Nick Sagan’s Edenborn

17Sep - by Muhammad Aurangzeb Ahmad - 0 - In English SF Islam in SF Literature

Edenborn prominently features a child named Haji of Muslim background who is also a Sufi. He struggles to find God’s will in a complicated future world.
[Thanks to John W. for the synopsis and to Jennifer C. for the pointer]

Here is an excerpt from a review at Fantasy and Science Fiction.
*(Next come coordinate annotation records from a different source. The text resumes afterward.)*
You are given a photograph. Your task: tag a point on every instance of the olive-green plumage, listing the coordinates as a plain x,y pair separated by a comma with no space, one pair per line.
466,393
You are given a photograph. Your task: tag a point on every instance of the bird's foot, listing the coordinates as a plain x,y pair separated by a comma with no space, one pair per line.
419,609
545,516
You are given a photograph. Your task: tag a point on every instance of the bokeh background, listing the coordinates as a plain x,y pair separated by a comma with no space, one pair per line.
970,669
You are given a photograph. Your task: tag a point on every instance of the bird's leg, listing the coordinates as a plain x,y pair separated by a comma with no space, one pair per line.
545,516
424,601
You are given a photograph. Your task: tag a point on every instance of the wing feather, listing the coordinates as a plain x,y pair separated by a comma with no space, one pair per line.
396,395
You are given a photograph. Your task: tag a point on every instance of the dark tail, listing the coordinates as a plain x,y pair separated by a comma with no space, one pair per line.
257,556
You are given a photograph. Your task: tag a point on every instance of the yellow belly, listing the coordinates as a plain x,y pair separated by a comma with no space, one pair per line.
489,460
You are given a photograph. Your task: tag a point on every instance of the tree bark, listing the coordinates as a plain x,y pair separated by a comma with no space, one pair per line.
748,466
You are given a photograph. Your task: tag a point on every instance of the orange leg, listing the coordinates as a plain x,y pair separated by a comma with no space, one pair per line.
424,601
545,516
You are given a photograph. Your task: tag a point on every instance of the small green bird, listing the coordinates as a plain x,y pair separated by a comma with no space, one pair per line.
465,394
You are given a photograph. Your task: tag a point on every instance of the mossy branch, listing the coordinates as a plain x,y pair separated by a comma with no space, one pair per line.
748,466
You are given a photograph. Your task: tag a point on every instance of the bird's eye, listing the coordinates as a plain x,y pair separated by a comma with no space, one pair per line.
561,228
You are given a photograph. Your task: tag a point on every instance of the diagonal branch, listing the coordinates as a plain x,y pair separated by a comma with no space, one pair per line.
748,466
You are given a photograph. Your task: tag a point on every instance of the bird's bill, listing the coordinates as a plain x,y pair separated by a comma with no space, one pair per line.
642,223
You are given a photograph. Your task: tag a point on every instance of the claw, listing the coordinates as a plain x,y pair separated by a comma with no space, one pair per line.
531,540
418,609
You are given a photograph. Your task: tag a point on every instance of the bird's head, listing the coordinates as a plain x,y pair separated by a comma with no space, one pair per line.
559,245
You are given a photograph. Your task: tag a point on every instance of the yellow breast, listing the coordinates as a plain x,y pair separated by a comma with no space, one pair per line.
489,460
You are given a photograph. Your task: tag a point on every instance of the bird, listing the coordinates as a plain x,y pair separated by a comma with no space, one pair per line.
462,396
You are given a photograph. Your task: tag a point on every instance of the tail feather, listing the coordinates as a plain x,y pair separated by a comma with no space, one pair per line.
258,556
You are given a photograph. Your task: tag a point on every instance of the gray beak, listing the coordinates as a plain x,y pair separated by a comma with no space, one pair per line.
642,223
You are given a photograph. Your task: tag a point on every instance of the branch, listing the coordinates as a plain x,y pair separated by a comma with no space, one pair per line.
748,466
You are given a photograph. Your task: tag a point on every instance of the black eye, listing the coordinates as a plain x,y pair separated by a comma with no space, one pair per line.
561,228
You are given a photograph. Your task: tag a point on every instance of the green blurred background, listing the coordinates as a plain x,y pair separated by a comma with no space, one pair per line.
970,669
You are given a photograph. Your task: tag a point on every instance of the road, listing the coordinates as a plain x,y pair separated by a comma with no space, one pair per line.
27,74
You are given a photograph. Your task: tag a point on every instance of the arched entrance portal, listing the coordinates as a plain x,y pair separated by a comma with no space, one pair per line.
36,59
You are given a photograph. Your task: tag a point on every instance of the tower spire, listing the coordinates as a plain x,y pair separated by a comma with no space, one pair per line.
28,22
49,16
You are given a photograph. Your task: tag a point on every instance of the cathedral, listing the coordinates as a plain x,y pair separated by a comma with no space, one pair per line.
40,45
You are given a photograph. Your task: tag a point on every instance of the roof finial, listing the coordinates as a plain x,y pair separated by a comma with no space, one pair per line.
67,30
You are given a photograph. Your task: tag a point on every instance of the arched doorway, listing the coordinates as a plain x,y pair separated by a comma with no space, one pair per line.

Idlewild gave us an amnesiac adolescent who discovers he’s living in a world of immersive virtual reality (IVR) created to raise him and the handful of other kids he knows because the world has been wiped out by a disease called the Black Ep. …. One of them, Isaac, disagrees with the other two on a fundamental principle: He believes they should bring back unmodified humans and use the technology to find a cure for Black Ep. …. Few of these characters are especially interesting or even convincing, except for Haji, one of Isaac’s unmodified children. Isaac has raised his kids in his Sufi Islamic faith, and Haji’s youthful struggle to discern the will of God in the plague-haunted world is not only endearing and poignant, but constitutes the most unusual element in Edenborn. It’s rare to find sympathetic treatments of religious faith in sf, and these days even rarer to find Islam portrayed anywhere as anything but a jihadist’s delusion. Haji’s presence elevates what is otherwise a moderately entertaining but thoroughly derivative book.